Soziale Netzwerke

Kunstproduzentinnen werfen Kritiker Saltz "Vagina-Obsession" vor

Die New Yorker Künstlerin Leah Dixon und die freie Kuratorin Lauren Christiansen kritisieren Jerry Saltz, Kunstkritiker vom "New York Magazine" für seine angeblich sexistischen Social-Media-Veröffentlichungen.

In einem ausführlichen, wütenden Facebook-Post beschweren sich die beiden Mitte-30-Jährigen über Saltz' Instagram- und Facebook-Aktivitäten, die eine "Vagina-Obsession" ausdrückten. Jede dritte Post zeige das weibliche Geschlechtsorgan. Der Kritiker "nutzt seine Macht, um öffentlich den weiblichen Körper zu fetischisieren."

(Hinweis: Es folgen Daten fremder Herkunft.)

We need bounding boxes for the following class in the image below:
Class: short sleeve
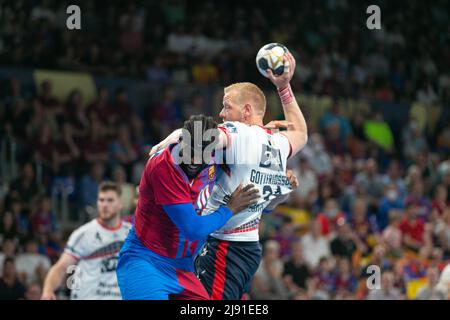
[150,161,192,205]
[219,122,252,163]
[273,133,292,159]
[64,229,87,260]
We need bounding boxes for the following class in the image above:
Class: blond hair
[224,82,266,116]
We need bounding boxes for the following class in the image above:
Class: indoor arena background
[0,0,450,299]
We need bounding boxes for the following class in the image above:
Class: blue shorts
[117,228,209,300]
[195,236,262,300]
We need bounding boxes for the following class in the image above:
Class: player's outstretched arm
[41,253,77,300]
[163,185,259,240]
[267,53,308,155]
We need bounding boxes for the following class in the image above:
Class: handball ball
[256,43,289,78]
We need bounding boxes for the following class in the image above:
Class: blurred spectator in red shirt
[405,180,431,221]
[273,216,299,259]
[316,199,345,236]
[431,184,450,220]
[400,202,432,252]
[382,211,402,257]
[0,257,25,300]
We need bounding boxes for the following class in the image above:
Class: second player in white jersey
[64,219,131,300]
[202,122,292,241]
[42,181,131,300]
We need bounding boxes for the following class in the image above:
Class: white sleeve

Als Beispiel zitieren Dixon und Christiansen einen Post des 68-Jährigen: "Bitte erlaubt mir einen sexistischen Altherren-Moment: JEDER Hetero-Mann, denkt JEDES Mal, wenn er eine nackte Frau persönlich sieht: 'Was für ein Glück ich doch habe!' Jedes Mal, bei jeder Frau, jedes Mal. – Ich atme dann einmal tief die kalte Luft ein …" Dies sei ein Beispiel dafür, wie misogyne Männer sich selbst in clownesker Weise als Opfer ihres Verlangens und als Aggressor zugleich inszenieren und Frauen als verfügbare Objekte darstellten.

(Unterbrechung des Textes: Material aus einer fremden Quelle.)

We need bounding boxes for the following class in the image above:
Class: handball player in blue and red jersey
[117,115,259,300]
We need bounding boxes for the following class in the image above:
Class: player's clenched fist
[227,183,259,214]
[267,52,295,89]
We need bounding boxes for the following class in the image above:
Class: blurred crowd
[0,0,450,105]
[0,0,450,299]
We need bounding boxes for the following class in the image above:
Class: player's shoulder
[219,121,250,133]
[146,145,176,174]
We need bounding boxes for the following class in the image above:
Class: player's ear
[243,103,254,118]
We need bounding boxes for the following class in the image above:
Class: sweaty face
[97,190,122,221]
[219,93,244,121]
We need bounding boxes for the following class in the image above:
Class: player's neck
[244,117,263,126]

Dixon und Christiansen, die weitere Bildbeispiele zu ihrem Statement gestellt haben, wundern sich, dass es bislang wenig Kritik aus der Kunstwelt an solchen Posts gegeben habe. Mit dem aktuellen Widerstand  gegen den Sexismus von Donald Trump sahen die beiden Autorinnen des Statements den richtigen Zeitpunkt gekommen, ihrer Wut Ausdruck zu verleihen und bezeichnen Jerry Saltz, der immer wieder Trump angegriffen hat, als "Trump der Kunstwelt-Social-Media".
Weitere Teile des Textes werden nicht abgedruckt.